On April 1, 1944, a US bomber squadron took off from Britain with the aim of attacking the German city of Ludwigshafen. But despite clear skies the pilots got lost because new radar technology failed. They mistakenly launched 371 bombs over Schaffhausen, believing it was the German city.

Between 47 and 60 people died (depending on estimates) and hundreds were injured. Nearly 500 people were left homeless and around 1,000 lost their jobs because factories were destroyed. The city was in ruins.

Especially tragic was that the people of Schaffhausen were used to Allied planes flying over Switzerland and, as a result, didn’t take cover in air-raid shelters. Instead, they went out into the streets and looked up at the sky.

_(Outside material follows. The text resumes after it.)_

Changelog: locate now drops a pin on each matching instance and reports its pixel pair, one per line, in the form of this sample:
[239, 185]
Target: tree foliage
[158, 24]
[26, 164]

For a long time a rumour circulated in Switzerland that the Allies had wanted to punish the country because a factory in Schaffhausen supplied Nazi Germany with industrial goods. But today historical research agrees that it was an accident. The US government paid Schaffhausen compensation during the war.

Deadly ignorance

To prevent any future mistakes, people painted big Swiss crosses on their roofs. But the Americans did not always recognise the symbol, as the bombing of the town of Stein am Rhein revealed. The commander of the bomber later wrote in his report that he had seen red squares with white crosses on the roofs of houses in the German town of Ebingen (in reality Stein am Rhein).

“What are they?” he asked in the report. No one knows how many American pilots did not know what the Swiss flag looked like.

During the Second World War the Allies mistakenly dropped bombs on Swiss soil about 70 times. The bombs hit Zurich, Basel, Schaffhausen, Stein am Rhein and small towns in various cantons.